Claiming that forums and reviews are ‘official data’ is absurd. Those are subjective experiences, not hard statistics. If you want real numbers, look for studies from developers or analytics firms. Quoting forum complaints isn’t the same as providing factual evidence.
League of Legends doesn’t even use kernel-level Vanguard, so your example is irrelevant. If you want to argue about Vanguard’s effectiveness, look at Valorant, where Riot actively tracks cheating trends and ban waves. Saying you “haven’t seen a decrease” in LoL doesn’t disprove Vanguard’s effectiveness—it just shows you don’t understand where it’s used.
Yes, hardware-based cheats exist, but that doesn’t mean software anti-cheats are useless. Vanguard and RICOCHET have already implemented protections against spoofing and hardware modifications. Just because a small subset of cheaters uses external devices doesn’t negate the impact of anti-cheat systems on the majority of common cheats like aimbots, wallhacks, and memory injections.
Razer macros are not cheats. You’re confusing software automation with actual game-breaking cheats. Anti-cheats target unauthorized modifications, not built-in features of peripherals.
In short, your arguments are based on anecdotal experiences and personal frustration rather than verified data. If you want to argue with facts, bring real statistics instead of misleading assumptions.
https://youtu.be/Feny5bs2JCg?si=W0KeadkL3I4hRU-4
Translation: Hi, I am a clown who most likely has no knowledge or competence in game design, marketing, or anything else related to the video game industry, and despite this, I am here to say that this game is KO even before its release.
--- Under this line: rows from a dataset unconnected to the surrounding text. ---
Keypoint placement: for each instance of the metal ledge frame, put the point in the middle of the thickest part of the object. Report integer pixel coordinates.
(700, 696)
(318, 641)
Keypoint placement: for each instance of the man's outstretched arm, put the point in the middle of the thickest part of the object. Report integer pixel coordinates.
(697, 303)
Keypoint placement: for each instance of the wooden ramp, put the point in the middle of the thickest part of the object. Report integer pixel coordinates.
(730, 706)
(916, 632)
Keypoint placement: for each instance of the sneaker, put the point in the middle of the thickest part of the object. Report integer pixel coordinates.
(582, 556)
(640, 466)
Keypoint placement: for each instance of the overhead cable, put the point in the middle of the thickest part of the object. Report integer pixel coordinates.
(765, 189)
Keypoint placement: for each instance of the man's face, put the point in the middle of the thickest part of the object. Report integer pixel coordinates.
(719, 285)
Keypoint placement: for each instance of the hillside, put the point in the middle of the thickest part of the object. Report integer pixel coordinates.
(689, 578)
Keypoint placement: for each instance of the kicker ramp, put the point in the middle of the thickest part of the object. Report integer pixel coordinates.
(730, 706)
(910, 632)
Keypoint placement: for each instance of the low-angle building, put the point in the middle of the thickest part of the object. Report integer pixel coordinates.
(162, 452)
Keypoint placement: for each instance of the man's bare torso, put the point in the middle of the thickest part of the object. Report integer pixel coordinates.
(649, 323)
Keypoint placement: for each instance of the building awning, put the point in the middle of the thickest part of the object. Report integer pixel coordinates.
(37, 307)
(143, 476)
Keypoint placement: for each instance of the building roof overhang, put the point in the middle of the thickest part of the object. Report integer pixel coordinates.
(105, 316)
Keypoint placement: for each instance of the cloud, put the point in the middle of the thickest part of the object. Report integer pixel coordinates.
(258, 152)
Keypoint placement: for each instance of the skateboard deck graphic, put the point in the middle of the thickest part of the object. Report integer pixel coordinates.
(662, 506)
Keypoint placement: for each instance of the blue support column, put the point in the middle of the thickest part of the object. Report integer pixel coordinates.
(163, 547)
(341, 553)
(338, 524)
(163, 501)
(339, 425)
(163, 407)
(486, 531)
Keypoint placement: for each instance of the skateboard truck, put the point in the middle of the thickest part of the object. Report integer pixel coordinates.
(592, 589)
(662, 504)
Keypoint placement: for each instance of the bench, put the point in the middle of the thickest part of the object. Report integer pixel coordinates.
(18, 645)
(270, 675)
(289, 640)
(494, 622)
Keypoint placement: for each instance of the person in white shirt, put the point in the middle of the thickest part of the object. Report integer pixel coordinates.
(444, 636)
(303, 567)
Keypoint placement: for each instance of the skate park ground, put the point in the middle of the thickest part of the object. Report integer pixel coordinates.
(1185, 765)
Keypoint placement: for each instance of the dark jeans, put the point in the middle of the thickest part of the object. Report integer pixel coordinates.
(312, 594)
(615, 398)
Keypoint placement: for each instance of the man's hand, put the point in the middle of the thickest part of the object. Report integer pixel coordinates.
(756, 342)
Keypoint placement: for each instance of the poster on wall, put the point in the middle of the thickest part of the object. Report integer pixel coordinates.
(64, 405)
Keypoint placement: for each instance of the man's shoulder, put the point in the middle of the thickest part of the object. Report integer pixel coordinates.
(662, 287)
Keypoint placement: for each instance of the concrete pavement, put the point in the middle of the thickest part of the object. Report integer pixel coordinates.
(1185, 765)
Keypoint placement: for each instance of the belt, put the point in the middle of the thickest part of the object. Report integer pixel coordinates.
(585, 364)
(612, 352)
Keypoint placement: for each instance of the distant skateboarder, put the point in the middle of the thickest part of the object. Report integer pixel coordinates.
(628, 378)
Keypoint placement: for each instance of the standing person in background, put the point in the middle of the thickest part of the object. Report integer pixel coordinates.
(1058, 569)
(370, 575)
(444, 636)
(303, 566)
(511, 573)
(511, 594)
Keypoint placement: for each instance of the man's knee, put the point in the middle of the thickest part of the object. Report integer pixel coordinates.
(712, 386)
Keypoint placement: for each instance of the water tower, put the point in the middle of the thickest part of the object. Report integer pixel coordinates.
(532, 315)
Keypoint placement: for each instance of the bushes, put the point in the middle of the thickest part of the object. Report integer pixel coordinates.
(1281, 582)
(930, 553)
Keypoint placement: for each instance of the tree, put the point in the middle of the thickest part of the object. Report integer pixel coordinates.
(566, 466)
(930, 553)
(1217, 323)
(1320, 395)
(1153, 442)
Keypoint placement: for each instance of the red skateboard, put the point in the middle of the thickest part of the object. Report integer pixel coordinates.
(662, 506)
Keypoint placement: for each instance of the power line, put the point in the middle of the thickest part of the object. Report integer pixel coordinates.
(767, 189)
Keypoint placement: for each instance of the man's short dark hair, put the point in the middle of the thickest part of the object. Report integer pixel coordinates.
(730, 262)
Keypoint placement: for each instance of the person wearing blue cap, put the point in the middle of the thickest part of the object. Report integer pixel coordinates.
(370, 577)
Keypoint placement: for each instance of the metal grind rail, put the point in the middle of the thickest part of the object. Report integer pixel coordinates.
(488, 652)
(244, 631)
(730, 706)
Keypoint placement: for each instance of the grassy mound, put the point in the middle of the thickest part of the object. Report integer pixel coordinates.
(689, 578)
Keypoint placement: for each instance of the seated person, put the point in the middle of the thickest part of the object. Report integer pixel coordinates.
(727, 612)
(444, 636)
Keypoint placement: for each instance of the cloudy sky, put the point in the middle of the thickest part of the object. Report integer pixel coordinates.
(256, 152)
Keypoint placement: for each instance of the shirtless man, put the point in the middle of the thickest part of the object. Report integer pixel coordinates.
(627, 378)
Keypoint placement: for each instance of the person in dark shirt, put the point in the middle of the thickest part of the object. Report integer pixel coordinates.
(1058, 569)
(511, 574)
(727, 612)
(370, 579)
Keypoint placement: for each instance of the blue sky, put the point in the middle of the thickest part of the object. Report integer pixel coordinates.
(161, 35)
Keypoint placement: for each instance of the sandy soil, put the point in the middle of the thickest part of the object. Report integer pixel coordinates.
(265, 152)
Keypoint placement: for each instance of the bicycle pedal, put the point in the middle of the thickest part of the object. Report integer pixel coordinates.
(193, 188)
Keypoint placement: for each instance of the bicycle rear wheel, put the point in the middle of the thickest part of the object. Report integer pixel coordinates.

It's easy to predict a game will "fail" if you define not failing as "this is the game everyone will still be playing five years from now." You imagine you're some kind of oracle for declaring something so ridiculously obvious? I hope and believe the game will be fun. And if it is, for even a few dozen hours, that's money well spent. The only people who can't see that are terminally online socially maladjusted children (or sadder still, adults who haven't gotten over being that) who can't understand how reality works.